Are Graph Attention Networks Able to Model Structural Information?

TL;DR

This paper introduces GSAT, an extension of GAT that integrates structural features from random walks and graph kernels, improving graph learning by capturing higher-order topological information.

Contribution

GSAT is a novel model that combines attribute and structure-based representations, enhancing the ability of GATs to encode complex graph structures.

Findings

GSAT outperforms existing methods on graph classification tasks.

Incorporating structural features improves model accuracy.

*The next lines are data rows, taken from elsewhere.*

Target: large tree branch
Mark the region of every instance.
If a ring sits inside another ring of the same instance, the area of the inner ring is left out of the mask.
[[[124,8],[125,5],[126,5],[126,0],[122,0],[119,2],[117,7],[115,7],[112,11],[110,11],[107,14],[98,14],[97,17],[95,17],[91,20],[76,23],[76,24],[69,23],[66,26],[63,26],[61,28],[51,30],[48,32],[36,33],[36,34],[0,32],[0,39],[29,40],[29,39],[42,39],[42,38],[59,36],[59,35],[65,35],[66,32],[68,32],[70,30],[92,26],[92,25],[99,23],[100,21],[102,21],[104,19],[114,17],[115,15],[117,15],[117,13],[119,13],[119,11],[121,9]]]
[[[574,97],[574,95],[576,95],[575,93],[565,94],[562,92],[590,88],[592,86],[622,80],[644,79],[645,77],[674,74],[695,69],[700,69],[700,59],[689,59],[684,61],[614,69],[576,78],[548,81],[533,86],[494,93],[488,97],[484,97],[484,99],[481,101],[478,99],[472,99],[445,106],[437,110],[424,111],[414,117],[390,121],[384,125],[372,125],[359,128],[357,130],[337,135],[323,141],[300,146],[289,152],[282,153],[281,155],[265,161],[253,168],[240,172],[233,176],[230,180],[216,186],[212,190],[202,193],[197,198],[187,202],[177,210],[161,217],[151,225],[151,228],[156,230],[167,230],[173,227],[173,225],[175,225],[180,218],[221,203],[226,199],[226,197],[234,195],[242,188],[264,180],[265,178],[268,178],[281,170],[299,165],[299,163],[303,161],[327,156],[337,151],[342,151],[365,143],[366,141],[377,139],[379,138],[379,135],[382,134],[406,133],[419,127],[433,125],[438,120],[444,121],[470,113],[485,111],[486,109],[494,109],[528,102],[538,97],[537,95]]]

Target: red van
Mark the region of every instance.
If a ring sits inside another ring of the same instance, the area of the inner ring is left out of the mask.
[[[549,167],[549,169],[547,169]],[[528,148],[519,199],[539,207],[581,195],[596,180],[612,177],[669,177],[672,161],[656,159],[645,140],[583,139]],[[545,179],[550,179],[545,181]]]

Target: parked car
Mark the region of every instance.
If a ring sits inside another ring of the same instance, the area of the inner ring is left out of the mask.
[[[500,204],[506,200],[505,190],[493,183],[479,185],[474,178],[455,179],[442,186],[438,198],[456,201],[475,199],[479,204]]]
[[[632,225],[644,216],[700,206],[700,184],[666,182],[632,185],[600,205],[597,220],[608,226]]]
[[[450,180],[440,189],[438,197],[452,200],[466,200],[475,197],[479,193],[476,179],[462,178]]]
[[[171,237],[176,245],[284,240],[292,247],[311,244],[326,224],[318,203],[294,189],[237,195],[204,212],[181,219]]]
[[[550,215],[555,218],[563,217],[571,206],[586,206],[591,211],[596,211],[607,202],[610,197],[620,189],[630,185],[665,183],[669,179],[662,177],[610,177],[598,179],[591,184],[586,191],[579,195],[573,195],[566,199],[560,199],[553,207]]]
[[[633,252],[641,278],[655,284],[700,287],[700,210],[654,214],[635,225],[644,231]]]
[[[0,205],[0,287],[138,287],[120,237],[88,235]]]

GSAT effectively captures higher-order topological information.

Abstract

Graph Attention Networks (GATs) have emerged as powerful models for learning expressive representations from such data by adaptively weighting neighboring nodes through attention mechanisms. However, most existing approaches primarily rely on node attributes and direct neighborhood connections, often overlooking rich structural patterns that capture higher-order topological information crucial for many real-world datasets. In this work, we present the Graph Structure Attention Network (GSAT), a novel extension of GAT that jointly integrates attribute-based and structure-based representations for more effective graph learning. GSAT incorporates structural features derived from anonymous random walks (ARWs) and graph kernels to encode local topological information, enabling attention mechanisms to adapt based on the underlying graph structure. This design enhances the model's ability to discern meaningful relational dependencies within complex data. Comprehensive experiments on standard graph classification and regression benchmarks demonstrate that GSAT achieves consistent improvements over state-of-the-art graph learning methods, highlighting the value of incorporating structural context for representation learning on graphs.